In school I was taught to plan out my code before writing it. They told me code reuse was important, and only high-quality, well-designed code was reusable. Slapdash, ad-hoc programming was a sign of incompetence and laziness.

So I always tried hard to write good code. After graduate school, I worked at Google, where no one was allowed to write any code until a design doc had been written, checked by a committee, revised, and approved. This was important, because Google's code was to be high-quality reusable stuff, and they didn't want anyone wasting time writing code that might have to be rewritten later.

When I left Google and starting building games in small teams, I kept all those old habits, assuming that they'd help my projects. Planning, writing up design docs, carefully building reusable code...these were the marks of a true professional. My code would be a thing of beauty, a testament to my engineering skills and long years of training.

But I discovered that this type of process is not appropriate when building a game in a small team. The problem is that a fun game can't be planned out in advance. It is impossible to design a game on paper, then build it, and have that game be a success. Only by iteration and testing can a game be made fun, and you can't iterate when the design of the code is set in stone at the design doc phase.

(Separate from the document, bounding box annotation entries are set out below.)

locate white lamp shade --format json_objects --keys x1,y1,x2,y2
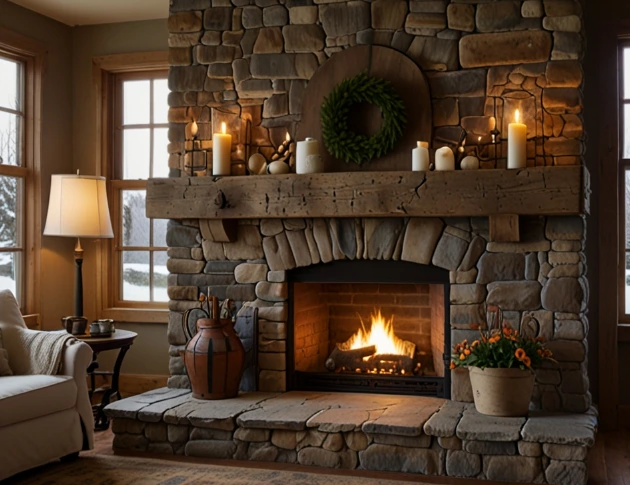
[{"x1": 44, "y1": 175, "x2": 114, "y2": 238}]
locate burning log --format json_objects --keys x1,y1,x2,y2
[
  {"x1": 324, "y1": 345, "x2": 376, "y2": 372},
  {"x1": 366, "y1": 354, "x2": 415, "y2": 375}
]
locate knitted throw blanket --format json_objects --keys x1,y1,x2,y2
[{"x1": 18, "y1": 329, "x2": 74, "y2": 375}]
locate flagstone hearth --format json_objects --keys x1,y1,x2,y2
[{"x1": 106, "y1": 388, "x2": 597, "y2": 485}]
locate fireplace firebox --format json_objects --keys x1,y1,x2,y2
[{"x1": 287, "y1": 261, "x2": 450, "y2": 398}]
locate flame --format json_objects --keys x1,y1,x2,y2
[{"x1": 347, "y1": 310, "x2": 413, "y2": 357}]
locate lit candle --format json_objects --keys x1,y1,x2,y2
[
  {"x1": 295, "y1": 138, "x2": 323, "y2": 173},
  {"x1": 212, "y1": 123, "x2": 232, "y2": 175},
  {"x1": 508, "y1": 110, "x2": 527, "y2": 168},
  {"x1": 411, "y1": 141, "x2": 429, "y2": 172},
  {"x1": 435, "y1": 147, "x2": 455, "y2": 170}
]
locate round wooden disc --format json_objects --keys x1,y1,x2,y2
[{"x1": 297, "y1": 45, "x2": 432, "y2": 172}]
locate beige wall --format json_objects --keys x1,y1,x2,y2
[
  {"x1": 72, "y1": 19, "x2": 168, "y2": 375},
  {"x1": 0, "y1": 0, "x2": 74, "y2": 330},
  {"x1": 0, "y1": 0, "x2": 168, "y2": 375}
]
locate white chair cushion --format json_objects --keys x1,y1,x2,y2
[
  {"x1": 0, "y1": 375, "x2": 77, "y2": 427},
  {"x1": 0, "y1": 290, "x2": 26, "y2": 328}
]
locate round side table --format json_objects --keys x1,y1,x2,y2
[{"x1": 76, "y1": 330, "x2": 138, "y2": 430}]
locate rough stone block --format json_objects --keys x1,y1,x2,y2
[
  {"x1": 457, "y1": 408, "x2": 526, "y2": 441},
  {"x1": 434, "y1": 232, "x2": 468, "y2": 271},
  {"x1": 282, "y1": 25, "x2": 325, "y2": 52},
  {"x1": 446, "y1": 3, "x2": 475, "y2": 32},
  {"x1": 464, "y1": 441, "x2": 516, "y2": 455},
  {"x1": 359, "y1": 444, "x2": 440, "y2": 475},
  {"x1": 203, "y1": 7, "x2": 232, "y2": 31},
  {"x1": 543, "y1": 443, "x2": 588, "y2": 461},
  {"x1": 184, "y1": 440, "x2": 236, "y2": 460},
  {"x1": 486, "y1": 281, "x2": 541, "y2": 310},
  {"x1": 459, "y1": 31, "x2": 552, "y2": 69},
  {"x1": 483, "y1": 456, "x2": 553, "y2": 483},
  {"x1": 319, "y1": 1, "x2": 370, "y2": 37},
  {"x1": 545, "y1": 460, "x2": 588, "y2": 485},
  {"x1": 446, "y1": 450, "x2": 481, "y2": 477},
  {"x1": 404, "y1": 218, "x2": 444, "y2": 264}
]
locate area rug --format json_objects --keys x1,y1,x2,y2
[{"x1": 5, "y1": 455, "x2": 429, "y2": 485}]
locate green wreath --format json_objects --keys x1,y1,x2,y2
[{"x1": 321, "y1": 71, "x2": 407, "y2": 165}]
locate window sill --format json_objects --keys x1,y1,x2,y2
[{"x1": 99, "y1": 308, "x2": 168, "y2": 323}]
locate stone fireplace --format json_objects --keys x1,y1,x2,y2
[
  {"x1": 102, "y1": 0, "x2": 596, "y2": 485},
  {"x1": 287, "y1": 261, "x2": 450, "y2": 397}
]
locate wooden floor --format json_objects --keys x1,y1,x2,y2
[{"x1": 87, "y1": 429, "x2": 630, "y2": 485}]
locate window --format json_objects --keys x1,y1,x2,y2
[
  {"x1": 112, "y1": 71, "x2": 168, "y2": 308},
  {"x1": 0, "y1": 55, "x2": 28, "y2": 300},
  {"x1": 0, "y1": 29, "x2": 44, "y2": 313},
  {"x1": 619, "y1": 41, "x2": 630, "y2": 323}
]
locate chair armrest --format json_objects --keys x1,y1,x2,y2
[
  {"x1": 60, "y1": 340, "x2": 94, "y2": 449},
  {"x1": 59, "y1": 340, "x2": 92, "y2": 383}
]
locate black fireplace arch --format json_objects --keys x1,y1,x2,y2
[{"x1": 287, "y1": 260, "x2": 451, "y2": 399}]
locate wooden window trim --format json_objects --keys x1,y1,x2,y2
[
  {"x1": 617, "y1": 38, "x2": 630, "y2": 324},
  {"x1": 0, "y1": 28, "x2": 47, "y2": 314},
  {"x1": 92, "y1": 51, "x2": 168, "y2": 323}
]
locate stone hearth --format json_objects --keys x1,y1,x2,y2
[
  {"x1": 167, "y1": 217, "x2": 591, "y2": 412},
  {"x1": 106, "y1": 388, "x2": 597, "y2": 485}
]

These days I write all of my code quickly without planning much at all. The idea is to get something, anything, working, as fast as possible. If the code becomes a problem (slow, unreadable, buggy, inflexible...), I can clean it up or rewrite it later. More likely, the code will be just fine, or get thrown away in a later iteration. So why try for perfect code up front? Why face the paralysis of an empty editor window and pressure to write the BEST CODE EVAR? Just write code. Write it! And fix it up later. Or not.

Original

There is no "right way" to build software. There are no "best practices" for coding. If it looks like a haphazard collection of bolted-on pieces, it's because you moved quickly, iterated fearlessly, and shipped. Awesome!